I think we have seen the free-to-play model become mature and accepted in the last few years, especially for mobile games. 10 years ago, giving away a $60 game for free seemed like lunacy. But people made it work and we are now seeing players spend hundreds of dollars inside in-game currency shops instead. Plus, it reduces the barrier to entry and increases the growth of your player base. This is doubly great for indie publishers who don’t need a massive marketing budget to convince someone to download and try a free game.
Two trends on the horizon would be Virtual Reality and multi-platform gaming. With Virtual Reality I think there are a lot of challenges still to go, but the technology like Oculus Rift are here and bringing the development costs down to a reasonable level. But multi-platform gaming is something that I’m really more excited about. What I mean by the term multi-platform are games that involve both your PC and a mobile phone or tablet to play. The UI/UX with ideas like HTML5 and Google Material Design is to have a scalable experience across all devices.
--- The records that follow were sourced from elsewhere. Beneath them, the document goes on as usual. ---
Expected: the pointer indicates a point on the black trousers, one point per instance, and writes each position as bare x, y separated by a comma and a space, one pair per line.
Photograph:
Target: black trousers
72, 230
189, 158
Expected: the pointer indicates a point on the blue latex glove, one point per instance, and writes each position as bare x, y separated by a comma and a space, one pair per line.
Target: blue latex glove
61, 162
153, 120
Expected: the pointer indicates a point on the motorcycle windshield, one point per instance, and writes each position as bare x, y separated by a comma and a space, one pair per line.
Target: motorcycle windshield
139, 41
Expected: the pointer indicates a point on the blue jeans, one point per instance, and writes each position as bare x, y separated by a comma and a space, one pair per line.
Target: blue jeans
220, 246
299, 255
I would love to see a game that utilizes this possibility in a unique and interesting way.
I think it comes down to competition against other real humans and the opportunity to come out on top. Winning is truly an addictive thing. By extension of that, I think you need to build a fair and balanced game. If you look at what is happening with Riot Games and League of Legends, they are filling out stadiums full of fans who want to watch these young guys play a multiplayer game against each other competitively. League is a game where you have a simple set of rules but a huge number of possibilities about how it plays out. It's like an electronic combination of chess and sports.
I’m a big fan of League of Legends as well as EA’s FIFA and NHL series for consoles. Recently I’ve been pretty hooked on Boom Beach for my phone. It’s a good one to kill some time on the train to work!
Thank you, Jay. Keep up the good work! You are a Champion!